Rinchen Bumpa is located on the mountaintop further north of Kurtoe. It is also a sacred place associated with Guru Rinpoche. It was first discovered by Longchen Rabjampa in the 14th century. Later Terton Pema Lingpa also meditated in the place. The visit to the Ney is said to bring fulfillment of one’s wishes and prayers.
Route and lodge
It will take almost six hours to reach Rinchen Bumpa from Chakzom which is 22kms from Dungkar. Just at the base of the Rinchen Bumpa is the Kuenzang Ling lhakhang which was constructed by Longchen Rabjampa in the 14th century. One has to walk uphill to reach Rinchen Bumpa and there is no water on the way. There is also no guesthouse and one must carry tents should you visit in quite a huge numbers.

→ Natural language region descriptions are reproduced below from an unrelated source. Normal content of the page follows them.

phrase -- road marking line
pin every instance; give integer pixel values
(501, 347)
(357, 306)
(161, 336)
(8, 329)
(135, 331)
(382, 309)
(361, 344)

Travel and Health Advisory Note
One must enquire from the Kurtoe Gup at 17788913 about when the Ladam (travel restrictions) is enforced or opened. If one travels during Ladam time, one hurts the sentiments of Kurtoeps. As far as the visitors’ health is concerned, everyone can visit as the altitude of the sacred place is not as high as Singye Dzong. But once you have visited, you are advised not to bring even a piece of stone from the main Rinchen Bumpa Ney as local deity is believed to follow you and bring misfortunes.
One cannot take horses as the condition of the mule track is bad. So one is advised to carry your own food provisions.
When to visit
November to February is the only season for pilgrimage. One is not allowed to visit the place at other times of the year as it is the time of Ladam (closing of visits). If one visits the place at other times, it is believed that it brings misfortunes to the public of Kurtoe Gewog.
Although the time to visit the place falls in winter season, it is not as cold as that of Singye Dzong.
One is advised to take warm clothes. You cannot make fire to get heat as it is dry and may trigger forest fire.
There shall be no changes in appetite. You can take any type of food. But one is advised not to take and cook pork, egg and fish as these items are believed to bring defilements to the local deities.